I do agree with the authors that temporal stability is important for longitudinal research. However, I am still not convinced that these analyses address test-retest reliability. The idea with test-retest analysis is that the latent variable is assumed to be stable between measurement occasions, thus differences found between measurements indicate errors in the scale. High test-retest reliability indicates that these errors are negligible. In the present study, why is it assumed that the latent variable should be stable? In longitudinal research, sensitivity to change is perhaps even more important than temporal stability. Could these results imply that the instrument is sensitive enough to detect changes?

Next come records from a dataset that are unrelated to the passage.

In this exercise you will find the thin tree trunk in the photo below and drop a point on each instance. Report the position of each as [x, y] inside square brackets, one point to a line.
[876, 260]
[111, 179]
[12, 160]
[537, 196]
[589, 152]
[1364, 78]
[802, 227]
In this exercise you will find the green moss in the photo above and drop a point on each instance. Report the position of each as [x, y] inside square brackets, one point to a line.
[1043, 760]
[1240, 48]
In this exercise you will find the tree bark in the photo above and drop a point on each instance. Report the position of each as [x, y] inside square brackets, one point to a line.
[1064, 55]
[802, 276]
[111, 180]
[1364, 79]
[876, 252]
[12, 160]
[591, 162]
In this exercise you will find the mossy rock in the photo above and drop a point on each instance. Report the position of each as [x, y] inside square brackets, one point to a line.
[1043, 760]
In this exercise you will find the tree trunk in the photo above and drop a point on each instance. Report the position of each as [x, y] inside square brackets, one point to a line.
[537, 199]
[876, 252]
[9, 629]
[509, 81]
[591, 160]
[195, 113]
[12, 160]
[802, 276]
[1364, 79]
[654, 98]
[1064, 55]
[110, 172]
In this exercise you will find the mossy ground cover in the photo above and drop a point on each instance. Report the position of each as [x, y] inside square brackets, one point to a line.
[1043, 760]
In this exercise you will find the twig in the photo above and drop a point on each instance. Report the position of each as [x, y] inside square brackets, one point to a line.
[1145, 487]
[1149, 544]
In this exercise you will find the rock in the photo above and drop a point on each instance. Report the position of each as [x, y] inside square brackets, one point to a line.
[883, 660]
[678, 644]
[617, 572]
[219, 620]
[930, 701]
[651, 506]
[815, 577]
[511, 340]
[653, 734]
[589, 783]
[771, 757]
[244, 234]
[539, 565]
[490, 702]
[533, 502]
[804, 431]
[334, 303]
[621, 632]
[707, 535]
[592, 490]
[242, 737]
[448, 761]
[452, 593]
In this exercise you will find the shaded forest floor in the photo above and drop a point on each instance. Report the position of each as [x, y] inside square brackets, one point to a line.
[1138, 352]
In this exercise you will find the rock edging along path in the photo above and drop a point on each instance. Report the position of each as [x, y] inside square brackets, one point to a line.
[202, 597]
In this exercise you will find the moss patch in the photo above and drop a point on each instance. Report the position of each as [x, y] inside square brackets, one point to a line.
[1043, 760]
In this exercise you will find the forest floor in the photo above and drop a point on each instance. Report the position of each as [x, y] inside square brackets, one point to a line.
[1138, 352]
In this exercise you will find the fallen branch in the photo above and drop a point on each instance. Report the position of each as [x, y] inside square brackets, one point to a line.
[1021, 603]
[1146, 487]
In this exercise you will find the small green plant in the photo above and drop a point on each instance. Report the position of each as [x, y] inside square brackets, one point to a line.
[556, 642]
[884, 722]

When looking at table 2, it seems there are high proportions of responses in the highest possible score. The set ceiling effect of above 80% is quite high, how did authors arrive at this level for indicating ceiling effect? Authors have made it clear how this could have impacted the results, and the selected estimator DWLS is appropriate for cases where ceiling effects are high, however I am unfamiliar with the above 80% rule.

Please review the use of periods and commas throughout the text, and typos, for example:

Page 3, line 54, “… and health care providers. and is …”

Page 6, line 139: “… effects were defined as items wwhere > 80% of ...”

Page 20, line 316, “… and to provide a comparison across the three imputation samples.Results …”

Reviewer #2: The commnts from both reviewers were addressed within the revised manuscript. Three concerns remain although I recommend publication without requiring a third round of review. (Note the line numbers refer to the markup version.)

1. The authors should consider citing a source on statistical methods to support the rationale for "conducting an EFA following CFA" (lines 259-260).

2. I echo Reviewer 1's concerns regarding test-retest reliability. I appreicate few studies have evaluated this aspect of the instrument (lines 301-303). The authors note a single test-retest including only 15 respondents, which could indicate the need for further validation (test-restest reliability) of the scale. Still, even that small analysis was conducted over a two-week timeframe rather than a year. Given the low test-retest reliability for the First Contact-Utilization subscale, how can this establish temporal stabliity in a way that's useful for future longitudinal research? No one study can "do it all." If the design of the larger study was such that test-restest reliability was unable to be assessed, I suggest dropping the test-retests analyses form this manuscript.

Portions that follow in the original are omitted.